Tu ne recevras que des épines [de la part du monde], des épines de toutes parts. Voilà le sens de la vison que je t’ai montrée ; tu vivras au milieu des épines et tu expireras au milieu de celles-ci. Ton âme pure en sortira pour s’envoler vers le ciel et y brûler d’amour...

Tes épines, ce ne sont pas des épines destinées à sécher. Ta souffrance prépare le terrain pour le bois que je t’ai montré, et ton sang l’arrosera. Ce sont des épines qui en sortiront, qui donneront des roses... Tu partiras vers le ciel, mais ta grâce et tes vertus resteront sur la terre... Je veux que ta vie soit bientôt, très bientôt connue : le monde en a besoin...

— Jésus, je veux souffrir toute seule, je veux pleurer toute seule : laissez-moi dans mon amertume, dans ma tristesse infinie, mais vous, restez dans la joie et dans la consolation complète.[58]

« Je suis une mère qui pleure... »

Depuis dimanche je me sens la mère de l’humanité, une mère tendre. En même temps que cet amour, la souffrance aussi arrive ; une souffrance causée par les désordres de ceux de mes frères que je sens être mes enfants.

J’aimerais me présenter aux gouvernements de toutes les nations pour demander qu’ils se réconcilient les uns avec les autres ; mais j’aimerais une réconciliation faite d’un pardon durable pour que les mêmes désordres n’arrivent plus jamais.

L’envie de faire ceci est quelquefois si grande que j’ai l’impression de voler vers eux.

Pour obtenir cette paix, je soumettrais volontiers mon corps aux plus grands supplices et aux plus grands sacrifices, même si je devais être traînée de nation en nation et faire ce qui est le plus pénible.

J’aimerais prendre dans mes mains le Cœur de Jésus et leur dire :

Regardez combien il est blessé ! Ce sont nos péchés qui le blessent ainsi.

(...)
Depuis samedi j’ai une très grande peur de Jésus.
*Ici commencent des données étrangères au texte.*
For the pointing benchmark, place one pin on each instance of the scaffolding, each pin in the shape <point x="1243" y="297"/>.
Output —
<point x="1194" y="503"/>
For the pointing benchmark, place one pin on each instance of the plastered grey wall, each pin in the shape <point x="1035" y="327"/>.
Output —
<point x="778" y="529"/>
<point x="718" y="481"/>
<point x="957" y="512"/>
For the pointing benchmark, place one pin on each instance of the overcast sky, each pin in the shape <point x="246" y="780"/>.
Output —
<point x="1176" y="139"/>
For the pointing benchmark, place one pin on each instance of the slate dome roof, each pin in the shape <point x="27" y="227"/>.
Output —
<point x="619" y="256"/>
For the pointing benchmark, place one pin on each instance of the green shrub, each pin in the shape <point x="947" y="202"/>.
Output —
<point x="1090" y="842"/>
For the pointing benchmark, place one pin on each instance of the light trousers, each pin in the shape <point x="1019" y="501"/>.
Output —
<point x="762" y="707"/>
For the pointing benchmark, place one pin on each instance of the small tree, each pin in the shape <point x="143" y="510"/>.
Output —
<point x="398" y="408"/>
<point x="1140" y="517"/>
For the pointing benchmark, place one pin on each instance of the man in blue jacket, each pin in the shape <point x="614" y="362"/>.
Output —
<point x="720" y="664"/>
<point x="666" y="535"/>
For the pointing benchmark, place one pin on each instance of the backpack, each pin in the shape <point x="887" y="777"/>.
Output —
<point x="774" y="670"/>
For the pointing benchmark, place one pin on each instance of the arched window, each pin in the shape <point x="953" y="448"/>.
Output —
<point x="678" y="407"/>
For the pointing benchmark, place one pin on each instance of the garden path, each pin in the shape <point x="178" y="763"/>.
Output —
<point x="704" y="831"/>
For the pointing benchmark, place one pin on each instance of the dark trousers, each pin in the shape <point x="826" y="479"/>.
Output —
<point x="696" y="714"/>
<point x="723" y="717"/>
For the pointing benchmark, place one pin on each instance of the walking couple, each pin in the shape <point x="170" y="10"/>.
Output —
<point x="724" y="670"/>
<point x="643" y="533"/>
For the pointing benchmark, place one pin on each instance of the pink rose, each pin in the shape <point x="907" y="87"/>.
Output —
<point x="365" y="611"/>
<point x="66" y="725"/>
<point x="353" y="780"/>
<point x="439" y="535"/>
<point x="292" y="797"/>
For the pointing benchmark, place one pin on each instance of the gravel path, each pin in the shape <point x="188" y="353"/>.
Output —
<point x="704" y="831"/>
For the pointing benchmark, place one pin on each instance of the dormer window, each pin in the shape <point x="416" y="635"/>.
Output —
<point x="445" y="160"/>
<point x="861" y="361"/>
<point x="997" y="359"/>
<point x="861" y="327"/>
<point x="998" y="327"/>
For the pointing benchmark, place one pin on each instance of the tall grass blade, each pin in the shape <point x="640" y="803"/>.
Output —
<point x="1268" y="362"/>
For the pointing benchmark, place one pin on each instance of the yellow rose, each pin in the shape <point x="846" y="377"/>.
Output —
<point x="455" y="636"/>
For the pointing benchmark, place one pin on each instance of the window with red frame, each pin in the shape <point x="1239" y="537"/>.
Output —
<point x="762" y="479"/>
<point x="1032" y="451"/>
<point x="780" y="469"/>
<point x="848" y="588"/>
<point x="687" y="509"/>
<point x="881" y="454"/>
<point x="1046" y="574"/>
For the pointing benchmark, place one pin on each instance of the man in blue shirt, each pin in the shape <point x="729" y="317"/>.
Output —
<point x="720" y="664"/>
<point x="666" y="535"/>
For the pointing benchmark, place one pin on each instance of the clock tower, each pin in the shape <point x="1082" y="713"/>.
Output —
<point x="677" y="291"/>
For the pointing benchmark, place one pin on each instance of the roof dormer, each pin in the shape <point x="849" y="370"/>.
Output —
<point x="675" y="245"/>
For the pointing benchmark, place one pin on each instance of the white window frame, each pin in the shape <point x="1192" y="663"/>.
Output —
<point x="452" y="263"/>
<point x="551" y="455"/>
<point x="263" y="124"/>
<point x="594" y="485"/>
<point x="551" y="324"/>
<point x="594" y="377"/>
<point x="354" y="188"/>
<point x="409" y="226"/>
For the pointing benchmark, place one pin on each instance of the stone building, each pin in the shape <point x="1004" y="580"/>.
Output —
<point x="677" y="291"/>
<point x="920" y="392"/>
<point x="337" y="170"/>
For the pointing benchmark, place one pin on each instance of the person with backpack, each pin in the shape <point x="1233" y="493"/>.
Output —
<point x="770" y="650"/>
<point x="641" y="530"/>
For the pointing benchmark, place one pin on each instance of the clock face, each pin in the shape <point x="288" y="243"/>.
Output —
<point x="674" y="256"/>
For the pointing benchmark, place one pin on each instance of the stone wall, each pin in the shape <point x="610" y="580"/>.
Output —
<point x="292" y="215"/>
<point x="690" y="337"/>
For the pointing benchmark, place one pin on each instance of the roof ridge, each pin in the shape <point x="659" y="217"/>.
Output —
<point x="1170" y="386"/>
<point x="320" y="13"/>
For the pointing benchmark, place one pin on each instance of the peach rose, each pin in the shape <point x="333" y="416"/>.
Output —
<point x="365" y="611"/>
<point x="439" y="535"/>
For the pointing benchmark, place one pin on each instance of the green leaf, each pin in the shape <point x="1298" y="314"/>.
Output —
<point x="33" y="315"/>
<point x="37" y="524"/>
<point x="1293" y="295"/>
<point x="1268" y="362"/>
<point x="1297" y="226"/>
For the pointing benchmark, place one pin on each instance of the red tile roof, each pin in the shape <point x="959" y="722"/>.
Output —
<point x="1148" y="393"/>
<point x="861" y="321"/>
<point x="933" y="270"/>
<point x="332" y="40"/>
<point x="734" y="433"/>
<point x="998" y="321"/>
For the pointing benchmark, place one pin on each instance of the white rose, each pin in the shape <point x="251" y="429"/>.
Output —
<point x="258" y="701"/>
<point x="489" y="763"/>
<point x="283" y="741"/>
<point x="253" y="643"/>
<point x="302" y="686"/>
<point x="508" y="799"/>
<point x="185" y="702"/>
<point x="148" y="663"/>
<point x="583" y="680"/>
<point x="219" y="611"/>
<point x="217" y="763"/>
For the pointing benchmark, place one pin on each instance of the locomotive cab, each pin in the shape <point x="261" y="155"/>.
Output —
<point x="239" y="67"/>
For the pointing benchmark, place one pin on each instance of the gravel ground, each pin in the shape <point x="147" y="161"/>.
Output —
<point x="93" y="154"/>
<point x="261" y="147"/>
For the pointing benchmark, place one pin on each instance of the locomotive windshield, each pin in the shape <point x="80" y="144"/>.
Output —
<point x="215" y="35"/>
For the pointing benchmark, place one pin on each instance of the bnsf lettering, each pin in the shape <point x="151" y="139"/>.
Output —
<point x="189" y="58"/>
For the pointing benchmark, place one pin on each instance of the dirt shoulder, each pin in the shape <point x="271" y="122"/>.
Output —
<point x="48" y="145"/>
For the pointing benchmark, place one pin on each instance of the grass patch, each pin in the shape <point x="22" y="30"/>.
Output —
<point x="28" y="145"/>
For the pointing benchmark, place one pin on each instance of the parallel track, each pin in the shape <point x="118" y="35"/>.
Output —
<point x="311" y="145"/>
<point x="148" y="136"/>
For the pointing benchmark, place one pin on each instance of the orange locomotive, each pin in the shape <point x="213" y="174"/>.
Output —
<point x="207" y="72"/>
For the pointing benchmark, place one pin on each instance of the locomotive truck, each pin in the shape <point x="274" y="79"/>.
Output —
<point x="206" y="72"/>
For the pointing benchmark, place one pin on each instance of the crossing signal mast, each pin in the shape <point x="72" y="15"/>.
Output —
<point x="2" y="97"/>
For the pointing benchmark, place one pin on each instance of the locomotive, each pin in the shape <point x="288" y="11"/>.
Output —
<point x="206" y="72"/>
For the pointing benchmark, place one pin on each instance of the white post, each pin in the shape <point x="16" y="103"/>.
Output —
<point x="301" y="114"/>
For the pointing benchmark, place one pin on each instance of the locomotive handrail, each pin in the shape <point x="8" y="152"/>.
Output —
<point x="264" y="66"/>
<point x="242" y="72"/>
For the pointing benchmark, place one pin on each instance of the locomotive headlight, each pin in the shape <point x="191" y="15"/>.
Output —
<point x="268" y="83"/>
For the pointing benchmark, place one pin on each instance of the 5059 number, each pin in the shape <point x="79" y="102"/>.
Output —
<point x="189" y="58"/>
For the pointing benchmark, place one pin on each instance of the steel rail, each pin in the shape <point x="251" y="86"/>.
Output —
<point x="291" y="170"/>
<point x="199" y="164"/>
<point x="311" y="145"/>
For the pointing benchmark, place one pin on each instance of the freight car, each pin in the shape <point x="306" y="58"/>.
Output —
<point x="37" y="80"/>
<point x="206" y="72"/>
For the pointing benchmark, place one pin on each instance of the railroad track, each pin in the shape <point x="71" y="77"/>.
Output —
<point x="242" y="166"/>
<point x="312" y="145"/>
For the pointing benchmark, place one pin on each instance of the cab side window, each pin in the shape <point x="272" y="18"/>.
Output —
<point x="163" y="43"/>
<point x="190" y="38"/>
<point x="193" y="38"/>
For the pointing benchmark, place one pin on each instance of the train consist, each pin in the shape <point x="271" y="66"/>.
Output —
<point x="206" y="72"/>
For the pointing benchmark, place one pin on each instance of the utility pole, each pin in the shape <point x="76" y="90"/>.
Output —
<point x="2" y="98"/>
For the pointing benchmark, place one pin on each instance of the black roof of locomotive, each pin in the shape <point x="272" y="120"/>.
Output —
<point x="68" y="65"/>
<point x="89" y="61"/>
Depuis dimanche la peur de la Maman du ciel s’y rajoute, à telle enseigne que je n’ose plus me confier à elle. De la même manière, cette même peur existe envers les personnes qui me sont chères. Je désire que le Docteur Azevedo et le Père Umberto viennent ici, mais en même temps la crainte de leur présence me tourmente. Cette crainte disparaît ensuite pour laisser la place à l’indifférence, une indifférence qui me porte à croire que je ne leur parle pas et à me demander si vraiment j’existe ou non...[59]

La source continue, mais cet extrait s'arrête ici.